El campo de golf era una planicie interminable. No nos acompañaba un caddie ni ningún otro ser humano. El vecino me instó a tomar un palo y practicar un golpe. Aparentemente, debía insertar la pelota en un hoyo. Se suponía que eso era un deporte. Yo temía que en cualquier momento una pelota ajena surcara el aire y se me incrustara en la sien.

No veía otro jugador en cien kilómetros a la redonda, pero los incidentes ocurrían antes de la aparición del hombre sobre la Tierra. Finalmente, luego de innumerables explicaciones, tomé el palo e intenté mi golpe. Puse todo mi empeño, mi escasa fuerza, mi inanidad. La pelota se alzó en el aire y se perdió en algún punto ignoto del prolijamente cortado, anche infinito, pastizal.

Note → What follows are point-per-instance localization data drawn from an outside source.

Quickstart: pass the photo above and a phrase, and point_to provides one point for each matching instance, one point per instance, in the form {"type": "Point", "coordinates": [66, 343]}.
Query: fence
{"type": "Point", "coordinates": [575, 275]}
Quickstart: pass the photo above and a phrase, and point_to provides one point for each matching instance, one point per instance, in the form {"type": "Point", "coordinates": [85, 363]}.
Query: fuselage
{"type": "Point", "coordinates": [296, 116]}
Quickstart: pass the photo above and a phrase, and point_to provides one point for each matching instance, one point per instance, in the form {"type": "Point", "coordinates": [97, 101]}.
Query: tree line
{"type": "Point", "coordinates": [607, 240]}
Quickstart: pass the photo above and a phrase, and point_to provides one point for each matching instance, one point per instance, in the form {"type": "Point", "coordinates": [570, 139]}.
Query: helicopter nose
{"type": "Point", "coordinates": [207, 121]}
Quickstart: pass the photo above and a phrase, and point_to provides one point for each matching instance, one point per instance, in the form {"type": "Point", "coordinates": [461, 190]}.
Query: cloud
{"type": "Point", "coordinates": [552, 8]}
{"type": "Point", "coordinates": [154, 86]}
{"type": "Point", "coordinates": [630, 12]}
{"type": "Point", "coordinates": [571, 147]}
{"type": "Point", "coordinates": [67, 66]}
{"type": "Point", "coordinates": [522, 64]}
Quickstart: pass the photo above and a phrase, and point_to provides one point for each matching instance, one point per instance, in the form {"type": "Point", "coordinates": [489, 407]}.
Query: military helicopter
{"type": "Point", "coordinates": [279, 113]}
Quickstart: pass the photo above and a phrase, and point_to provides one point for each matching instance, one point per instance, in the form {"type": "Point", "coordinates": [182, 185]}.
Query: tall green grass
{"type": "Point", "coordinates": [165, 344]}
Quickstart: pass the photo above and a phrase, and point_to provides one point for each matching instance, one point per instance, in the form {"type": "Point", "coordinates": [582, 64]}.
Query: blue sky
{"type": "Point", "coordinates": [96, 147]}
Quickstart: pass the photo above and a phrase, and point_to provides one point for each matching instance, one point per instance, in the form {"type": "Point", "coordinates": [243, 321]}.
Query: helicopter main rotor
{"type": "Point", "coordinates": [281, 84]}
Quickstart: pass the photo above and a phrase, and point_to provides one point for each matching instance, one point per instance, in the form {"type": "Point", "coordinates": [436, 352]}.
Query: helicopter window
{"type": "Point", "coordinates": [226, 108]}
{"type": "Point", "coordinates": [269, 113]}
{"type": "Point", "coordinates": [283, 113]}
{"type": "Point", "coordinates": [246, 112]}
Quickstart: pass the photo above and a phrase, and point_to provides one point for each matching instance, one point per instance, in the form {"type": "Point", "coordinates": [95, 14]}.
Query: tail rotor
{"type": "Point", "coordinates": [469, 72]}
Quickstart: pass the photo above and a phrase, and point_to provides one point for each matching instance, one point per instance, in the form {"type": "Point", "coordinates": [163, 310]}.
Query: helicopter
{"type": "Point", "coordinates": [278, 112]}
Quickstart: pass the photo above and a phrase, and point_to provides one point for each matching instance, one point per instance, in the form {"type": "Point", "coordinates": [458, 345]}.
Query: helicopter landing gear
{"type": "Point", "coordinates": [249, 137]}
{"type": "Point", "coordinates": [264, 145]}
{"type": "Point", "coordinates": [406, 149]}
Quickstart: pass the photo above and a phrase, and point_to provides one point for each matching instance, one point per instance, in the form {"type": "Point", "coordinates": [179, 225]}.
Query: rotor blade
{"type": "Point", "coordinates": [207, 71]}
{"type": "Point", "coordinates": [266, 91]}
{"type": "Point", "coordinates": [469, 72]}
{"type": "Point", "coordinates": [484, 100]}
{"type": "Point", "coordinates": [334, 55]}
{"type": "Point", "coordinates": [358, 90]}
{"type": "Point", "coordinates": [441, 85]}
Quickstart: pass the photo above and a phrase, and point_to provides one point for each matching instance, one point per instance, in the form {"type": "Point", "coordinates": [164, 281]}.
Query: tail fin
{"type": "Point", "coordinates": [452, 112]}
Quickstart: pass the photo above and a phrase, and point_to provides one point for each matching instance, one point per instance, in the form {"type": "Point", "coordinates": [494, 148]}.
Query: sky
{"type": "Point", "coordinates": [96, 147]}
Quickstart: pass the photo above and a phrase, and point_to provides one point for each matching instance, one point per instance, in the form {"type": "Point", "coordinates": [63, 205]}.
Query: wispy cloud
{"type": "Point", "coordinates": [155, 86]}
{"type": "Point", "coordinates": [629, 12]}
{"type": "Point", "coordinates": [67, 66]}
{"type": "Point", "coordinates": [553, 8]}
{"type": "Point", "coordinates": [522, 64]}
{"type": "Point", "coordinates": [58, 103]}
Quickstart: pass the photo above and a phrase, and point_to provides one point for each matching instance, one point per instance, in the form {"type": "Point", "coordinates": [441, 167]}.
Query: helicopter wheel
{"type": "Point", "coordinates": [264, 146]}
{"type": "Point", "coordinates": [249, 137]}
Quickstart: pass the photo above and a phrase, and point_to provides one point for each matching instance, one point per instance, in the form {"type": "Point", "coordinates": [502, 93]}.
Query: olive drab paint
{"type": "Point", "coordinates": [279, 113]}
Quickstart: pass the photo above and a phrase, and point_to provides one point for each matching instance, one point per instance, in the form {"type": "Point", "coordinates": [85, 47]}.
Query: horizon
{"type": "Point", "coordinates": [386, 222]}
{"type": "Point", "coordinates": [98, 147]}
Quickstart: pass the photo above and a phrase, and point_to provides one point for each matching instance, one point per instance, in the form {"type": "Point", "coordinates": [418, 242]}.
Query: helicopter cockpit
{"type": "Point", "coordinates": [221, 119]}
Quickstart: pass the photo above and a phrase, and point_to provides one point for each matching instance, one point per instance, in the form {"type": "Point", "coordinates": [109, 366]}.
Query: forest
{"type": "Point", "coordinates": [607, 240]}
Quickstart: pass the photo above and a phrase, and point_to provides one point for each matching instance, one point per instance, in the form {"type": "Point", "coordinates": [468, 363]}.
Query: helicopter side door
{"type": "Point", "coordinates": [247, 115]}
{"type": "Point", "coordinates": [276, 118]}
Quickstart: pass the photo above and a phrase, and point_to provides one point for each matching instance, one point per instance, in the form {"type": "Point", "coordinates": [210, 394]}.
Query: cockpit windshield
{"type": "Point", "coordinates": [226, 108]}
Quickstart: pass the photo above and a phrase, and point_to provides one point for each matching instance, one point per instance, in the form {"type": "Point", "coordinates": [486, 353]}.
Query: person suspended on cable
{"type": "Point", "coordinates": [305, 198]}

Giré hacia mi maestro, al que ahora ya podía considerar mi señor Miyagui, con una alegría propia de alguna hazaña mayor. Con gran desconsuelo, en rigor aterrorizado, lo encontré desplomado en el suelo. Un hilo de sangre manaba de su sien derecha. ¿Un pelotazo? No, al balancear el palo hacia atrás, por motivos que ignoro, le había descargado un palazo mortal. Daniel san había matado al señor Miyagui.

Decidí dirigirme al House y entregarme, o confesar, o explicar. Ninguno de los verbos me satisfacía. También me pregunté si debía llevar conmigo el palo culpable.

Argumentaría que me había negado infinidad de veces a jugar al golf; no había testigos, era cierto: pero quizás existiera alguna cámara de seguridad, o un dron.

¿Acaso estoy obligado a saber jugar al golf?, me enfrentaba a un supuesto acusador, quizás el propio Todopoderoso. ¿Acaso estoy obligado a saber jugar al golf? Probablemente se suspendiera la función de El resplandor, y me odiaran también por eso.

Tras las explicaciones del caso, y aunque mi situación judicial era enrevesada, participé de las exequias del vecino, en el House, a cajón abierto. Me acerqué a la que creí que era la hija, con su marido- el yerno del occiso-, a la que no percibí particularmente consternada.

Mi amigo, que había regresado de urgencia del Caribe, con su nueva novia, me aclaró que la mujer no era la hija sino la viuda; y su acompañante, un nuevo novio. No presentarían cargos, agregó. Yo desconocía el sentido de la expresión, pero en esa ocasión supuestamente me era favorable.

Repentinamente concebí la idea de una gallina, rodeada de pollitos, cada cual con su respectivo conflicto contemporáneo, y la propia gallina buscando una forma de emancipación paródica. Ese podría ser el efecto renovador del pato Saturnino en la televisión actual.

Llamé prontamente al productor, en el interregno entre el House y el campo de golf, y le narré el argumento. Le encantó y me dio vía libre. Por supuesto, nunca se llevó a la pantalla. Pero pasé los siguientes quince días escribiendo convencido. Al día 16, poco antes de abandonar el country, finalmente proyectaron El resplandor.